Kampong Thom ambok gets trademark

Communities in western Kampong Thom’s Sankoa commune at the heart of a centuries-old tradition of cooking and preparing rice flakes that are characteristically eaten during the Kingdom’s annual water festival are set to enjoy a shared sense of a dedication to their craft as the Ministry of Commerce designates their product as a “collective trademark”.

The flakes are cooked rice that is fried dry and pounded by mortar and pestle. The ministry has labelled the rice flakes made in Sankoa – located in the western reaches of Kampong Svay district – as “Ambok Kampong Thom”.

And Suon Vichea, director of the ministry’s Department of Intellectual Property Rights, defines collective trademarks as signs that distinguish products by geographical origin, industry, quality or other common characteristics.

They are registered under an owner, he told The Post, usually an organisation composed of businesses, merchants and professionals from the same industry or geographical region that pools resources, shares information and provides other benefits for its members.
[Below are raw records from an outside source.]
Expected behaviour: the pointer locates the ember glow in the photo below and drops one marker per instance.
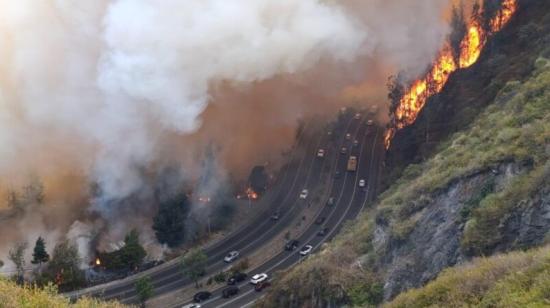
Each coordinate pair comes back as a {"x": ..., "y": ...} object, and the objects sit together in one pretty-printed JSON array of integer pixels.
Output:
[
  {"x": 251, "y": 194},
  {"x": 433, "y": 82}
]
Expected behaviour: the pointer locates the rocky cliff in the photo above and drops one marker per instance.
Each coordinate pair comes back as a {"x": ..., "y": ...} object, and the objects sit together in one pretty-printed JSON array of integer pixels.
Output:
[{"x": 481, "y": 187}]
According to ministry secretary of state Ouk Prachea, the designation is expected to improve preservation of the region’s time-honoured Khmer heritage of ambok-making, draw tourists, create jobs and champion the economic development of the local population.

He was speaking at the General Assembly of the Kampong Thom Ambok Producers on February 16.

Prachea said the designation would bring together skilled ambok producers and spur training and knowledge-sharing programmes, creativity, as well as the development of novel formulas and methods for future generations.

“I would like to encourage the ‘Ambok Kampong Thom’ producers and relevant authorities to work together and carry out the project to a successful completion with a ‘One Village, One Product’ approach.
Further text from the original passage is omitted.